Arte contemporânea e cultura popular

Edição: 358 Publicado por: Jorge Ferreira Sorriso em 12/09/2013 as 15:33

 
Leitura sugerida

Depois aos poucos o nosso samba

Sem sentirmos se aprimorou

Pelos Salões da sociedade

Sem cerimônia ele entrou

Já não pertence mais a praça

Já não é samba de terreiri

Vitorioso ele partiu para o estrangeiro.

(Cartola, Tempos Idos, 1977)

 

 

No Brasil introjetamos ao longo de nossa formação uma dicotomia entre a cultura erudita e cultura popular, sendo que a arte estava intimamente ligada à primeira. Fomos e ainda somos, educados na lógica de que a arte é a produção de obras normalmente relacionadas aos padrões estéticos marcados pela ideologia das classes dominantes.

Por outro lado, as manifestações culturais das classes populares eram apenas um conjunto de hábitos e costumes de um determinado grupo.

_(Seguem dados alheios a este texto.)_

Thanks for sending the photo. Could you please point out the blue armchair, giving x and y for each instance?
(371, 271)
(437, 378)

Neste caso a cultura popular carrega o estigma de um subproduto, visto que oriundo daqueles que não possuem acesso aos saberes determinados como “importantes” pelas classes burguesas.

Desta forma historicamente, a sociedade brasileira dividiu a arte, considerada sempre em seu caráter de erudição, da cultura popular.

Esse texto vem debater o quanto a trajetória da arte contemporânea brasileira está intimamente atrelada à cultura popular, demonstrando que, na contramão dos pensamentos e das práticas preconceituosas de uma parcela da sociedade as produções artísticas brasileiras na contemporaneidade beberam na fonte do constituído pela massa da população que habita os vários cantos e recantos deste país.

Na segunda metade do século XIX com a presença maciça dos afrodescendentes e de seus costumes nos grandes centros do país, constituiu-se uma outra estruturação das cidades no Brasil. Foi nesse período que a abolicionista Chiquinha Gonzaga passou a inserir, em seus saraus e suas músicas “civilizadas”, como a polca, os sons e os ritmos provindos da cultura negra, esta experiência resultou no aparecimento do maxixe, do corta-jaca e do chorinho, estilos musicais que podemos afirmar serem berço da música genuinamente brasileira.

Na literatura, Aluízio de Azevedo, nos trazia uma nova linguagem literária, inspirado nos cortiços, seus textos buscavam debater as questões sociais e, principalmente apresentavam o cotidiano do povo, com muito mais brasilidade. Em sequência vieram outros grandes escritores que, com o mesmo propósito, se utilizaram também do linguajar do povo, demonstrando que a arte de escrever também bebia da fonte popular. Quem pode negar o conteúdo popular de Grande Sertões Vereda de Graciliano Ramos?

Já a inspiração de Artur Azevedo, no seu teatro, calcou-se em personagens populares reais da cidade, deixando de lado as influências francesas, portuguesas, basicamente europeias até então tidas como obrigatórias em qualquer dramaturgia no Brasil, se tornando um dos primeiros teatrólogos brasileiros. Outros vieram em seguida e solidificaram a brasilidade em seus textos, tais como: Ariano Suassuna e Mário de Andrade.

A partir do século XX, as artes plásticas se retratavam nas telas de Tarcila do Amaral e Di Cavalcante, a cultura popular com acentuado destaque, mostrando a realidade brasileira com a criatividade que os consagrou como os revolucionários das artes no Brasil.